Resumido assim parece não haver nenhuma ligação entre ambas partes do episódio, mas há. Na floresta, Birk lembrou Ronja mais uma vez que seu pai é um ladrão, e como ela ainda não conseguiu falar sobre isso com o pai apenas ignorou Birk, mas a dúvida com certeza aumentou em seu peito, e contribuiu para que ela precisasse, naquela noite, ouvir tudo da boca do pai. Já no final do episódio, quando depois de conversar com o pai Ronja vai se deitar e dormir ela murmura, mais para si mesma do que para a mãe que a embalava, que não odeia nem repreende o pai. Ela ama o pai, o que ela não gosta e não pretende ter que fazer um dia é roubar. Quando adormece ela sonha com a floresta, a névoa e Birk novamente, e essa cena só está aí para reforçar a ligação que há entre as duas metades do episódio.

Birk dá a ela uma lição sobre quem é "dono" da floresta

Birk dá a ela uma lição sobre quem é “dono” da floresta

Primeiro permita-me tirar do caminho o mais fácil: o que significa a metade na floresta nebulosa do episódio para crianças. Como Ronja passou o começo do episódio inteiro com raiva de Birk, gritando e discutindo com ele por tudo, e no final dessa metade não o odiava mais, a primeiro e mais óbvia mensagem é que não se deve odiar alguém que sequer se conhece, só porque alguém mandou odiar. O nome disso é preconceito. Não seja preconceituoso, Ronja foi preconceituosa com Birk mas ele é um bom garoto e a salvou. É isso, bem simples e direto. A outra mensagem é bem simples também: mesmo que esteja sozinho e com medo, não siga desconhecidos. Se o fizer, talvez você nunca mais consiga voltar e encontrar sua família de novo. Enquanto a mensagem sobre o preconceito é independente de idade, é lógico que a segunda metade é desnecessária para adultos. Sobre a segunda metade do episódio não há muito o que dizer também, são duas lições de moral bem diretas: roubar, fazer pessoas ficarem tristes e chorarem é ruim, e apesar de tudo seus pais são seus pais, não guarde rancor deles, é provável que tudo o que façam seja pensando em você.

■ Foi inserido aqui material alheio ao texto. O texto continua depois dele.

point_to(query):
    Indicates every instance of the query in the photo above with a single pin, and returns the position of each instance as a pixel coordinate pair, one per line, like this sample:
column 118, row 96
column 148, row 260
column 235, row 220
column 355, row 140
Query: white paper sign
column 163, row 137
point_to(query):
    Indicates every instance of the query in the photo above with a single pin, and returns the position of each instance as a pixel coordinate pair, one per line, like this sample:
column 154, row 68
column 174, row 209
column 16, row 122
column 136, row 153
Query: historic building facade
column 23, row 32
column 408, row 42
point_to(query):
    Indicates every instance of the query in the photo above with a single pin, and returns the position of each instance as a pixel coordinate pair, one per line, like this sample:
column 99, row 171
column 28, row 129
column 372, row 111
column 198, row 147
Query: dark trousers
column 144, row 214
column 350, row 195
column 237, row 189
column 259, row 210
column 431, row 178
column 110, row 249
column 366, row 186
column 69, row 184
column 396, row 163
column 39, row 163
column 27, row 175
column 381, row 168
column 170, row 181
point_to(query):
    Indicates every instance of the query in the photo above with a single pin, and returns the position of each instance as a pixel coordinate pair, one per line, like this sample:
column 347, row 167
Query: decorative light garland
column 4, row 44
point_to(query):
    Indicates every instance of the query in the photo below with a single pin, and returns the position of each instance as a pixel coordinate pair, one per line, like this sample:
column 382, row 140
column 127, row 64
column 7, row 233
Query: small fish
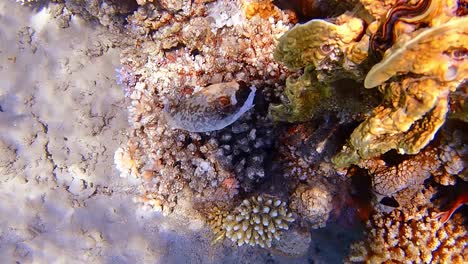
column 212, row 108
column 459, row 202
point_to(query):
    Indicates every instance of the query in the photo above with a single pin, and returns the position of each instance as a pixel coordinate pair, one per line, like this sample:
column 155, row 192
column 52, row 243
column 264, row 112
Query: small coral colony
column 269, row 116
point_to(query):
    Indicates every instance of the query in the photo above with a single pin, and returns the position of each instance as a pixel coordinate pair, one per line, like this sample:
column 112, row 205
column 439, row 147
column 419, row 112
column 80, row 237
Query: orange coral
column 264, row 8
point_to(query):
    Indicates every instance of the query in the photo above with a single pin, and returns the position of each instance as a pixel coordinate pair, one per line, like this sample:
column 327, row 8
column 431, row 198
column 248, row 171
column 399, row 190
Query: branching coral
column 415, row 108
column 256, row 221
column 398, row 237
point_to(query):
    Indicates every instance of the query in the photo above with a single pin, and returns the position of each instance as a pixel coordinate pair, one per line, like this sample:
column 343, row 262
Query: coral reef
column 398, row 237
column 256, row 221
column 313, row 203
column 412, row 113
column 387, row 180
column 212, row 108
column 334, row 49
column 175, row 66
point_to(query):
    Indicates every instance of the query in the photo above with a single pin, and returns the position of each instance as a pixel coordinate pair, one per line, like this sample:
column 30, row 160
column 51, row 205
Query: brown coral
column 313, row 203
column 401, row 238
column 387, row 180
column 324, row 45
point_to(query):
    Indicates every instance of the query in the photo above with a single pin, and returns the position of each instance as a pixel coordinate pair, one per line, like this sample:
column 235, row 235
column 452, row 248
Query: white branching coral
column 257, row 221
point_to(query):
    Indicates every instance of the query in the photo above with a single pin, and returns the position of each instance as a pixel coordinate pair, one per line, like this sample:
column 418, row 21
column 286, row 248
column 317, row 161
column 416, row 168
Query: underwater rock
column 313, row 203
column 414, row 108
column 334, row 49
column 305, row 95
column 256, row 221
column 387, row 179
column 212, row 108
column 401, row 238
column 438, row 52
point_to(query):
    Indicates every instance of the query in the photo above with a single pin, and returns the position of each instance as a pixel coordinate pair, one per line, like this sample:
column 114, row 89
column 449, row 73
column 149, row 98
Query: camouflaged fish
column 212, row 108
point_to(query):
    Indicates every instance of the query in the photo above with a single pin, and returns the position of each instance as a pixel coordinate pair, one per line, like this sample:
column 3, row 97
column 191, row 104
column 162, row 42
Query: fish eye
column 224, row 101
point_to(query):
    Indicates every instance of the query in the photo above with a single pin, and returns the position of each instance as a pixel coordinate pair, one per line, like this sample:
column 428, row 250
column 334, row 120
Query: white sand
column 62, row 116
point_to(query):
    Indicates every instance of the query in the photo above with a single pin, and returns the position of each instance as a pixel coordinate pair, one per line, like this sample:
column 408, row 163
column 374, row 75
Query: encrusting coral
column 174, row 64
column 313, row 203
column 327, row 51
column 419, row 238
column 415, row 107
column 256, row 221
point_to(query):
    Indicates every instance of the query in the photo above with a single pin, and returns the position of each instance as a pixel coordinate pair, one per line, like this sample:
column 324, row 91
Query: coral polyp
column 256, row 221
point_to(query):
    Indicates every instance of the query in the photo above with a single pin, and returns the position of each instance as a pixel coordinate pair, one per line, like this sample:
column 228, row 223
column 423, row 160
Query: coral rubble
column 207, row 83
column 415, row 108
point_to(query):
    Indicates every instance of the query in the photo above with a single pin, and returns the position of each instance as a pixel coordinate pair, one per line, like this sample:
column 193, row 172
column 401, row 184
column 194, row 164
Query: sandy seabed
column 62, row 116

Ronja continuou discutindo, e Birk ficou desapontado com ela

Ronja continuou discutindo, e Birk ficou desapontado com ela

É na ligação entre as duas metades que reside a mensagem, para mim, fundamental do episódio. E é bom que ela esteja escondida de forma que apenas adultos entendam, porque crianças são simples como Ronja, elas não precisam escutar ou assistir isso. Em alguns momentos na vida podemos nos sentir perdidos, e é nesses momentos que estamos mais suscetíveis a soluções rápidas, a tomar atalhos, a sermos seduzidos pelo canto que vem das brumas. Mas assim como Ronja não aceitou seu destino de se tornar uma ladra, como seu pai é, como seu avô foi, como seu bisavô e tataravô foram, não devemos nos deixar levar pelas escolhas fáceis. Mesmo que doa, mesmo que machuquemos alguém querido, há momentos em que precisamos dizer não. Porque se dissermos sim, pode ser que nunca mais consigamos voltar atrás. E por que crianças não precisam dessa mensagem? Porque elas ainda vivem em um ninho aconchegante, protegidas do mundo pelos pais. Somos nós, adultos, que vivemos na densa névoa da vida real, e dentro dela é muito fácil nos tornarmos cínicos como Skalle-Per se tornou e apenas aceitarmos as coisas da forma como elas sempre foram. Há algo de triste em um velho que viveu a vida roubando dos outros, que sentia prazer no sofrimento alheio, e hoje não tem mais saúde para isso e vive apenas de memórias de uma vida lamentável. Não seja como Skalle-Per.